Above, the WS2812B the LEDs are soldered onto a small board, so technically it is not a strip. But it works the same as a ‘real’ strip, like the one below (sold here).
Connect the strip to the Arduino, data-in (din) pin to pin 5 of the Arduino, VCC to 5V and GND to GND.
Install the FastLED library (Tools > Libraries).
Open the Firstlight example (File > Examples > FastLED).

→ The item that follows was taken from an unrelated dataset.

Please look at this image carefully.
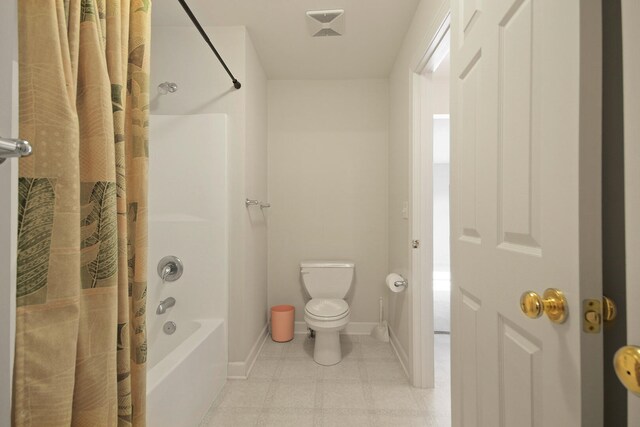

- The DATA_PIN (at line 21): change that to the pin of the Arduino you connected the data-in (din) pin of the strip to (in this example we used 5).
- In the setup() function, make sure the proper call to addLeds() which corresponds to your LED strip type is commented out. In our case it is:
FastLED.addLeds<WS2812, DATA_PIN, RGB>(leds, NUM_LEDS);
Make sure to put comments in front of the one that is not needed:
//FastLED.addLeds<WS2811, DATA_PIN, RGB>(leds, NUM_LEDS);
(In some other examples, you must change the line containing #define CHIPSET WS2812 to the appropriate type)
Upload the sketch. If all goes well, your LEDs will start running the pattern as described in the header of the sketch (move a white dot along the strip of LEDs).
Now feel free to try out another example in the same manner.
Strip does not work? Fried a chip? The controller chips of the WS2812 series data pins are connected in serial, which means that if you make a connection error or apply a wrong voltage, the first chip on the strip most likely receives damage or is fried, rendering the entire strip broken… or not? To solve this, you may connect to the second LED on the strip, to bypass the broken one! Or cut off the first, and reconnect (solder) to the next one in line. Of course, this does not work with LEDs which are mounted on a board.